The angle between the asymptotic lines―and generally between the lines of the Chebyshev network―on surfaces of constant curvature is usually analytically interpreted as a solution of the second-order partial differential equation. For surfaces of constant negative curvature in Euclidean space, this is the sine-Gordon equation. Conversely, surfaces of constant negative curvature are used to construct and interpret solutions to the sine-Gordon equation.

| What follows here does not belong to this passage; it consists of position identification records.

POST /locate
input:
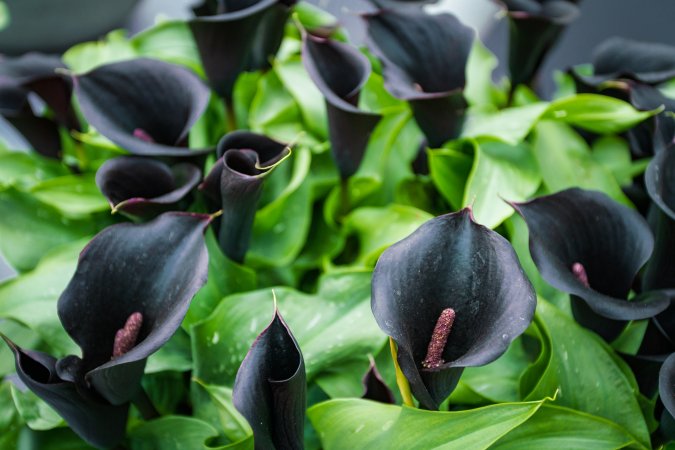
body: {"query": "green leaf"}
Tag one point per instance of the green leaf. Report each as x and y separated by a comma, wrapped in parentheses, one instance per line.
(566, 161)
(378, 228)
(24, 170)
(582, 369)
(510, 125)
(333, 326)
(73, 195)
(35, 412)
(556, 428)
(172, 433)
(35, 229)
(362, 424)
(213, 404)
(281, 227)
(480, 90)
(312, 106)
(31, 298)
(86, 56)
(597, 113)
(225, 277)
(500, 172)
(170, 41)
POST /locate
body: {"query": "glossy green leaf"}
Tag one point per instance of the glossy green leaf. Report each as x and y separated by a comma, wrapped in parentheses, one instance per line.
(362, 424)
(566, 161)
(332, 327)
(31, 298)
(597, 113)
(378, 228)
(172, 433)
(583, 370)
(556, 428)
(510, 125)
(500, 171)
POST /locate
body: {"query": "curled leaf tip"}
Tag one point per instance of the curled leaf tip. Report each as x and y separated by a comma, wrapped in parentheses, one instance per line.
(126, 337)
(439, 339)
(580, 273)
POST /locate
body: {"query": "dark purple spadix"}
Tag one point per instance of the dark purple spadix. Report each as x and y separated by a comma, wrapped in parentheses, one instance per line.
(424, 62)
(449, 267)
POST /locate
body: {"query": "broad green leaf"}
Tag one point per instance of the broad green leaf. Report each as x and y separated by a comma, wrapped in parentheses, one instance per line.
(565, 161)
(450, 168)
(500, 172)
(556, 428)
(114, 47)
(225, 277)
(334, 326)
(582, 369)
(510, 125)
(362, 424)
(213, 404)
(30, 228)
(597, 113)
(378, 228)
(73, 195)
(480, 89)
(172, 433)
(312, 106)
(170, 41)
(31, 298)
(498, 381)
(35, 412)
(280, 227)
(24, 170)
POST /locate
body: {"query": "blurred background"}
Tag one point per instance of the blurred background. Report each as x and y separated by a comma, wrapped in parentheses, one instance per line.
(55, 25)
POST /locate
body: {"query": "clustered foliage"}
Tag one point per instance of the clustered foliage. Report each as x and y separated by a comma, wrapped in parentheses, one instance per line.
(286, 241)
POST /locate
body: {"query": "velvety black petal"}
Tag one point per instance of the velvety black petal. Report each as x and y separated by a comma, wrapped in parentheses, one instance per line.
(145, 106)
(100, 424)
(611, 241)
(534, 30)
(340, 71)
(143, 186)
(667, 384)
(647, 62)
(241, 36)
(270, 388)
(450, 262)
(154, 269)
(235, 183)
(375, 388)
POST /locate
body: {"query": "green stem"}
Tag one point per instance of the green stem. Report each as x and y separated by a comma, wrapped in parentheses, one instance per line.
(144, 405)
(231, 115)
(401, 380)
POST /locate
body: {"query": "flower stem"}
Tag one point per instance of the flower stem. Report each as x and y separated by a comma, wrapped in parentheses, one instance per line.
(231, 116)
(401, 380)
(144, 405)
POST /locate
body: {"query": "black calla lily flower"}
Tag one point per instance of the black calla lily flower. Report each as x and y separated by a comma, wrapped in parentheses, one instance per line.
(35, 74)
(535, 26)
(424, 62)
(235, 184)
(270, 388)
(619, 58)
(340, 71)
(452, 295)
(234, 36)
(129, 294)
(145, 187)
(590, 246)
(143, 105)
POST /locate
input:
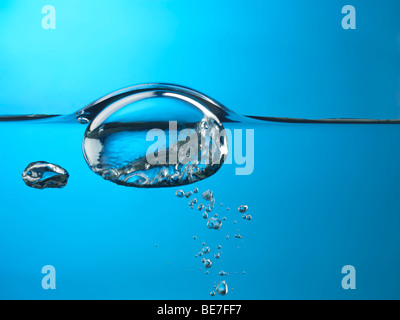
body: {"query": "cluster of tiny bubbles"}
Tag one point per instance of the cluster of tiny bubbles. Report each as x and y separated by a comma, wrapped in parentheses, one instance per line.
(179, 193)
(222, 288)
(188, 194)
(206, 250)
(207, 263)
(207, 195)
(214, 223)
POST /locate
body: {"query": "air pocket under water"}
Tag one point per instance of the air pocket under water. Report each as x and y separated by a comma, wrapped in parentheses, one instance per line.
(155, 139)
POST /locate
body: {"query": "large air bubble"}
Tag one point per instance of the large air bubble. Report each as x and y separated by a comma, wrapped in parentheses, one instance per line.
(155, 139)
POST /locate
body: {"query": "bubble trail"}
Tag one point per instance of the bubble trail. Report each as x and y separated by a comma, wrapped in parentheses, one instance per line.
(42, 175)
(207, 263)
(222, 288)
(214, 223)
(179, 193)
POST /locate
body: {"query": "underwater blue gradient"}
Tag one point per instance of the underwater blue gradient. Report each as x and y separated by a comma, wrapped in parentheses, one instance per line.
(321, 196)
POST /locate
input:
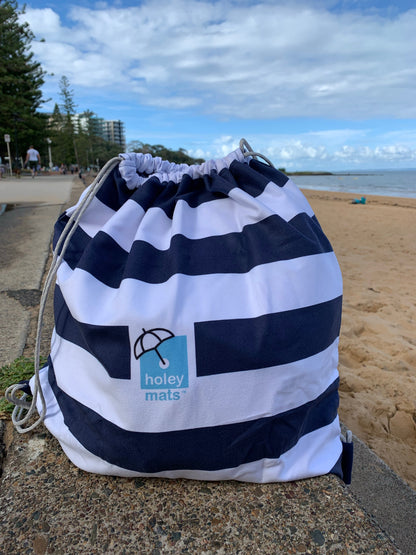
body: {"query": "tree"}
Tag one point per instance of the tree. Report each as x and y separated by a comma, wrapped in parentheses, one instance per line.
(21, 79)
(68, 121)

This article shows that the angle between the asymptotic lines on the pseudospheres of Euclidean and pseudo-Euclidean spaces can be interpreted differently, namely, as the doubled angle of parallelism of the Lobachevsky plane or its ideal region, locally having the geometry of the de Sitter plane, respectively.

常曲率曲面上的渐近线之间的角度——通常是切比雪夫网络的线之间——通常被解析为二阶偏微分方程的解。对于欧几里得空间中恒定负曲率的曲面，这是正弦-戈登方程。相反，恒定负曲率的曲面用于构造和解释正弦-戈登方程的解。这篇文章表明，欧几里得空间和伪欧几里得空间的伪球面上的渐近线之间的夹角可以有不同的解释，即罗巴切夫斯基平面或其理想区域的平行度的两倍角，局部具有德西特几何分别是飞机。